It started out as a very short list...

This would be, the list of things I didn't sign up for. Three kids, 20 years apart, pretty much guarantees I would be responsible for just about anything at some time or another...intentionally or not. I'm good with that...some of those things have actually turned out to be pretty cool. (This does NOT include the time I found out that if you put a dead snake on a grill and then go back 15 minutes later and raise the lid THAT FUCKER IS JUMPING AROUND. Not one of my better moments.)

But I did NOT, anytime, anywhere, anyhow, sign up for something dead under the sink. It COULD be dead under the board that is the flooring for under-the-sink but I have NO INTENTIONS of finding out.

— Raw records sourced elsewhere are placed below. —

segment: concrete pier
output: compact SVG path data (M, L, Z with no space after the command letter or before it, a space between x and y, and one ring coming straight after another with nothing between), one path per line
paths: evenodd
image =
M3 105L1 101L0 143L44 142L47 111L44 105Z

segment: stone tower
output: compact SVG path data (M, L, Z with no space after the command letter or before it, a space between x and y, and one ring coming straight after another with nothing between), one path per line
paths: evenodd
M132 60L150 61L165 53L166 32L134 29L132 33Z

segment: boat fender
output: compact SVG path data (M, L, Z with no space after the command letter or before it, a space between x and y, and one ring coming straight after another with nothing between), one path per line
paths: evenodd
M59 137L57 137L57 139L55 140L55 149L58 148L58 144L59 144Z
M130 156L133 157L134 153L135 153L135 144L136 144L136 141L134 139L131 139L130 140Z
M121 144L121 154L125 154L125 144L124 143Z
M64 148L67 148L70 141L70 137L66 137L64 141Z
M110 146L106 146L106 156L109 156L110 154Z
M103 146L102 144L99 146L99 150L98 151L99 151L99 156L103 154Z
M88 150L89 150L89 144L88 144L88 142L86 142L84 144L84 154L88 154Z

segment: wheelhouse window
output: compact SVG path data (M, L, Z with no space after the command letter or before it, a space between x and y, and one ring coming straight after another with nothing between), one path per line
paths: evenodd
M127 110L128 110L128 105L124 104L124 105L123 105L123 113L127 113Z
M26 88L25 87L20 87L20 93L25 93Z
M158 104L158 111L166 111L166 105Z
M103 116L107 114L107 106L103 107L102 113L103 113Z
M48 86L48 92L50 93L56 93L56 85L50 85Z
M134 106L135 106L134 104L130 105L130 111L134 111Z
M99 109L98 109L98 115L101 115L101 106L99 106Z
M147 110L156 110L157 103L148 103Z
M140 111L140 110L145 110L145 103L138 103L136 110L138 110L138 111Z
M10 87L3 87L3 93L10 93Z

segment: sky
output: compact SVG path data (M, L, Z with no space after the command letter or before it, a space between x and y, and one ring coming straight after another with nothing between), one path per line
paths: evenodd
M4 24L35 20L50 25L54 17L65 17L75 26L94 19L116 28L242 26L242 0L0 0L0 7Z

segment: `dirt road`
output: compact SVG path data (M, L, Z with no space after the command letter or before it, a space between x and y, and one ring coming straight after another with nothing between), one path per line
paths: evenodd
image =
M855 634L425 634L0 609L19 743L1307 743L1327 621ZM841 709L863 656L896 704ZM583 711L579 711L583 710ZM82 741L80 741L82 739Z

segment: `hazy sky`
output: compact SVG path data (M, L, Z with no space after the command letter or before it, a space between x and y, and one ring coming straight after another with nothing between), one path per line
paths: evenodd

There are flies. They are small and dumb, which is good, except that by sheer number they are winning this fight. I cannot find where they're coming in, although I've sprayed around all the doors and windows and UNDER THE SINK and...they keep coming.

So between the smell and the flies, I've used about $6 of cider, mixed with another small investment in cinnamon sticks and whole allspice, simmering on the stove. Great...now The Institution smells like DEAD APPLES. And it BUZZES.

So I'm out of here. There is a lovely Mennonite trading post about 30 miles north of here, and last year they had awesome mums and fall offerings and they always have cheese...lots of cheese. Cheeses to make your heart sing. So J Friend and I are off to check out the foliage and the trading post, and then find a floor cleaner at a retail institution somewhere. About 3:30, I will text The Nice Kid and tell her, "When you get home? Pull out all that stuff under the kitchen sink and see if we need to do something about that rotted floor."

Moms are sneaky like that.

Comments

Country Girl said…
See, what's good about being me and then being my kid? I did no such thing. I called and said, "Hey! Want to meet us at LaHa?" And they did! And we did! And life is good!